Carroll High School boys' basketball record flips overnight after eligibility violation
The Carroll High School boys’ basketball team's record flipped upside-down overnight.
The eligibility of one athlete is causing the entire team to suffer the consequences.
A sophomore on the team broke the Bona Fide Move Rule.
In order for a player to be eligible, a move has to meet certain requirements to qualify as quote "bona fide".
The school self-reported the issue, and is now fighting The Alabama High School Athletic Association's decision.
The Carroll Eagles put on quite a performance at the Dothan Hoops Classic, finishing third.
The only problem - one of those players technically shouldn't have been on the court due to the Bona Fide Move Rule.
"The intent is to prevent student athletes from bouncing from school to school to school to school," said Ozark City Schools Superintendent Rick McInturf.
Carroll had one athlete 'bounce' from Dothan High over the summer.
The student lives with his father in Ozark and meets all the requirements for enrollment, but the Alabama High School Athletic Association has some extra criteria.

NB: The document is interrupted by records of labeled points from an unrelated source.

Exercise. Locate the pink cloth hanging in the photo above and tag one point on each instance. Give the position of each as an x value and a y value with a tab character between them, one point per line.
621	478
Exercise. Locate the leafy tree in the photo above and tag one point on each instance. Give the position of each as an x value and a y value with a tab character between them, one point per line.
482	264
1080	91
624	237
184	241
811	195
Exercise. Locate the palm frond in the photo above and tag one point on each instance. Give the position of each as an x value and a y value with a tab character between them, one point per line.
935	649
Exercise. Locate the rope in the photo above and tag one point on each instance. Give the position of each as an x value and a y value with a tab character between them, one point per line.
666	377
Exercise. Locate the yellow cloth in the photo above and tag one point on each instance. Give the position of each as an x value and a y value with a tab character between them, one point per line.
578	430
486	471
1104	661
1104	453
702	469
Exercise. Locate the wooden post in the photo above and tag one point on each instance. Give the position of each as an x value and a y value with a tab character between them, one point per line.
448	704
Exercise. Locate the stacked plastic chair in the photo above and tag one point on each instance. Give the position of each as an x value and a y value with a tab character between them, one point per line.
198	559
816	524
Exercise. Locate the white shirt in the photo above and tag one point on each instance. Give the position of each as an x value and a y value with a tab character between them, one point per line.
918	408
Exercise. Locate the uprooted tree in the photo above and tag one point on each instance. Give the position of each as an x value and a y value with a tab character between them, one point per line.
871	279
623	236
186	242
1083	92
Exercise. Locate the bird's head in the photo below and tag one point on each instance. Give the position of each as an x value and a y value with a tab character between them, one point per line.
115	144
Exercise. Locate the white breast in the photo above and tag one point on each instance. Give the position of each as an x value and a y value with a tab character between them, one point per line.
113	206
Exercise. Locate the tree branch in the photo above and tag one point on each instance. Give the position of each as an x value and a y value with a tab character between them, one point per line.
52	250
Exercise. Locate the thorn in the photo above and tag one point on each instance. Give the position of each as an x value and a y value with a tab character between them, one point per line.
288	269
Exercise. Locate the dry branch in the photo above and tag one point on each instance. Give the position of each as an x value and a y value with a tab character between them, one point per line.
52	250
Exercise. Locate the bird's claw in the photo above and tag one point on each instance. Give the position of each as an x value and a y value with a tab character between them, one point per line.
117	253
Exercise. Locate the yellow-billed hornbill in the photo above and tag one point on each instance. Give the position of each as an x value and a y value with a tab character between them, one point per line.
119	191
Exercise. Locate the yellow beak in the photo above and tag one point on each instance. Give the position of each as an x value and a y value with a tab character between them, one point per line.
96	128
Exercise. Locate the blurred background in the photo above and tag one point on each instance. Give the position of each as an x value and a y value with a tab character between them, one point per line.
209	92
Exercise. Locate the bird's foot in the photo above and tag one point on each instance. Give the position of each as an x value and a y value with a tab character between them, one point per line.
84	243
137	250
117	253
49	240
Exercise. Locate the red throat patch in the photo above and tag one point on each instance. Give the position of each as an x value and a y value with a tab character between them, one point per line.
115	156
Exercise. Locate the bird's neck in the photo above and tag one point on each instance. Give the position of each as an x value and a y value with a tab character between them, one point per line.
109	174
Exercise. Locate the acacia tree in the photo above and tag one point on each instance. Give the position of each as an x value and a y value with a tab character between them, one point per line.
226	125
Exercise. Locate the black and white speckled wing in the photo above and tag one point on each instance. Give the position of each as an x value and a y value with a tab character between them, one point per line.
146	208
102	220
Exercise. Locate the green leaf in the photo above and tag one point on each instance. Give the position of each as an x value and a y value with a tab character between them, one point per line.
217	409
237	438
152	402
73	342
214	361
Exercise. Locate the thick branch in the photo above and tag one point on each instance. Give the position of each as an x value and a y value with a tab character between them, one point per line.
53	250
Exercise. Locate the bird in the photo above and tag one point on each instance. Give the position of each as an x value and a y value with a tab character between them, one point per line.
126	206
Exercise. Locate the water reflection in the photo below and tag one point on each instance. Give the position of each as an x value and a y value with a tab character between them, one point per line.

"We were in compliance with most sections of the rule, but there is one section that says specifically, that when a student moves, all principle members of the family must reside together in the new residence,” said McInturf.
Superintendent McInturf said the district was under the impression the mother would be moving up to Ozark with the student over the summer.
When they discovered that was not the case, during the Dothan Hoops Classic, the district reported it to the AHSAA.
The AHSAA is making the athlete sit out the same amount of games he played in.
"Worst case scenario is August the 12th of next year,” said McInturf. “At that point the clock starts on his 20 game restitution."
That 'clock' could start sooner, this season in fact, if the move becomes bona fide.
That would require the mother to move to Ozark or the parents get officially divorced.
The AHSAA is also making the team forfeit all the games he played in, turning their record from 20-6 to 3-23.
The district, somewhat conveniently, learned about the eligibility issue before area play started.
"Our area schedule, area record, post-season play, all of that are still intact,” said McInturf. “If there is a silver lining to this, that's one."
WTVY reached out to Ron Ingram at the AHSAA for some additional information about the decision.
He said a little about the rule, but said he couldn't talk about any individual cases.
Ozark City Schools has submitted an appeal to the AHSAA.
The district's position is that the student's move had to do with his family situation, rather than for the basketball program.